As of Aug. 29, Peterson Air Force Base, Colorado – which houses Air Force Space Command – became the provisional headquarters to meet immediate command mission needs, said Rob Leese, a service press officer in a Thursday email.

“The U.S. Air Force has not made a basing decision on the final location of U.S. Space Command Headquarters,” he said.

Back in May, the service identified six possible locations for the new headquarters – including four Air Force bases in Colorado, as well as Vandenberg AFB, California, and the Army’s Redstone Arsenal, Alabama – and lawmakers have engaged in frequent lobbying for the Air Force to select a location in their state, including states that were not on the short list, such as Florida or Louisiana.

The revival of U.S. Space Command – which did not require the approval of Congress – has been largely supported by lawmakers and industry representatives.

Sen. Jim Inhofe (R-Okla.), the chairman of the Senate Armed Services Committee (SASC), called it “an important step to support the space warfighting domain” in a Thursday statement.

The command “ensures our strategic competitors, Russia and China, realize we are serious about implementing our National Defense Strategy,” he added.

The American Institute of Aeronautics and Astronautics (AIAA)’s Executive Director Daniel L. Dumbacher issued a statement Thursday applauding the command’s establishment.

“Space is essential to each and every one of us.

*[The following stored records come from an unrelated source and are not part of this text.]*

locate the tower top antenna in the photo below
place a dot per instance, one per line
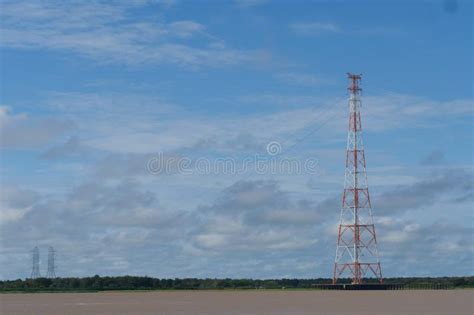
(354, 80)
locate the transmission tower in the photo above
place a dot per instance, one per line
(51, 266)
(356, 252)
(35, 267)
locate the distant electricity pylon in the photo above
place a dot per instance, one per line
(356, 251)
(51, 266)
(35, 267)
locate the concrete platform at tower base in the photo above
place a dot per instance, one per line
(375, 286)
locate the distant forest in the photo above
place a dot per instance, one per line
(98, 283)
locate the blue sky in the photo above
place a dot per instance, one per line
(91, 91)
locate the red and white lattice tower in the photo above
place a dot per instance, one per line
(356, 253)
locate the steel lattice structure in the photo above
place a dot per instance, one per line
(35, 267)
(51, 266)
(356, 252)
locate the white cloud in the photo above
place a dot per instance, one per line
(23, 131)
(314, 28)
(104, 31)
(302, 79)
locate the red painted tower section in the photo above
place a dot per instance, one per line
(356, 253)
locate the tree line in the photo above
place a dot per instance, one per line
(97, 283)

Not only is it critical to U.S. military operations, but it is vital for civilian and commercial applications as well,” Dumbacher said. “With the reality that space is a contested environment, we welcome the U.S. government’s establishment of U.S. Space Command (USSPACECOM) as the entity responsible for ensuring free and open access to space.”

“The institute …looks forward to working with Gen. John Raymond and the command leadership to accomplish its missions of missile warning, satellite operations, space control and space support,” he added.

The next step is establishing the new U.S. Space Force, Inhofe noted in his statement. The Space Force has been proposed as a new branch of the armed forces sitting under the Air Force, similar to the Marine Corps’ place within the Department of the Navy. Congress is expected to vote on the establishment of a Space Force as part of the final fiscal year 2020 National Defense Authorization Act (NDAA).